Menurut saya, pengelolaan model begini patut kota besar lain tiru. Terutama Kota Semarang sebagai ibukota provinsi yang sedang gencar menuju kota perdagangan dan jasa. Walikota Semarang Sukawi Sutarip sepatutnya "berguru" pada Joko Widodo. Sebagai punggawa daerah, Joko terbukti mampu memegang komitmenn dalam membenahi kotanya. Terutama dalam urusan pembangunan fasilitas umum dan PKL.

Persoalan PKL yang selama ini menjadi momok penghambat pembangunan, toh dapat teratasi jika mau bijak disikapi. Kesalahan terbesar para kepala daerah selama ini adalah cenderung memberlakukan kebijakan satu-arah yang kerap terlalu memihak pemodal.

Walhasil, para pedagang tak diberi ruang menyampaikan pendapatnya. Penggusuran pedagang (baca: penertiban) jarang yang memberi solusi. Pemkot sebagai pengayom daerah, justru menjadi kerikil penghambat gerak roda perekonomian rakyat.

Seperti di Gladag, ternyata PKL mampu menjadi pesona kota dan saling bersinergi menjadi sumber pemasukan daerah. Galabo telah menepis segala anggapan miring tentang mental pedagang-pinggiran yang tak mau kalah cum antikompromi. Ketika pemda setempat mau memfasilitasi sarana-prasarana bagi pedagang, ternyata mereka siap memberi pelayanan prima.

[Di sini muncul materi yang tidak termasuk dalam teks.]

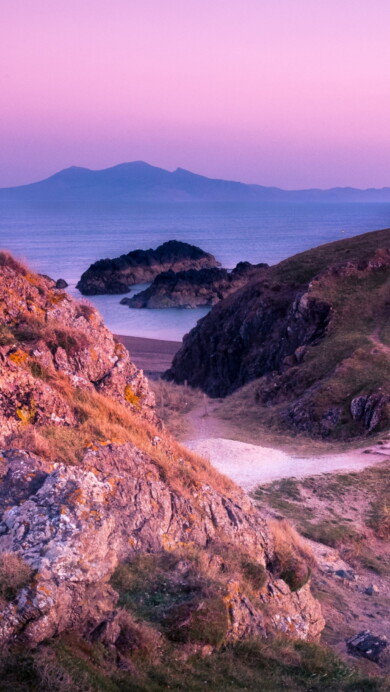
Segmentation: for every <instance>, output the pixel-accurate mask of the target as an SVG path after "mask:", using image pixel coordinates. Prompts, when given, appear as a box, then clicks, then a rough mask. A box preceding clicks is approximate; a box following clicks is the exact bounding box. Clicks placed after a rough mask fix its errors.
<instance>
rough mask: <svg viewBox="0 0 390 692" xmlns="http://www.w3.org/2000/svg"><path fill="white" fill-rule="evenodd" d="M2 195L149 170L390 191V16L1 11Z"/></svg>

Saya yakin, Galabo kelak dapat menjadi salah satu pusat percontohan revitalisasi PKL Apalagi sektor ini selama ini yang menjadi PR di banyak daerah. Kini pertanyaannya, bisakah Semarang punya kawasan wisata kuliner terpadu yang merakyat? Bukan seperti kawasan pecinan Semawis atau Tanah Mas yang makanannya serbamahal? Semoga.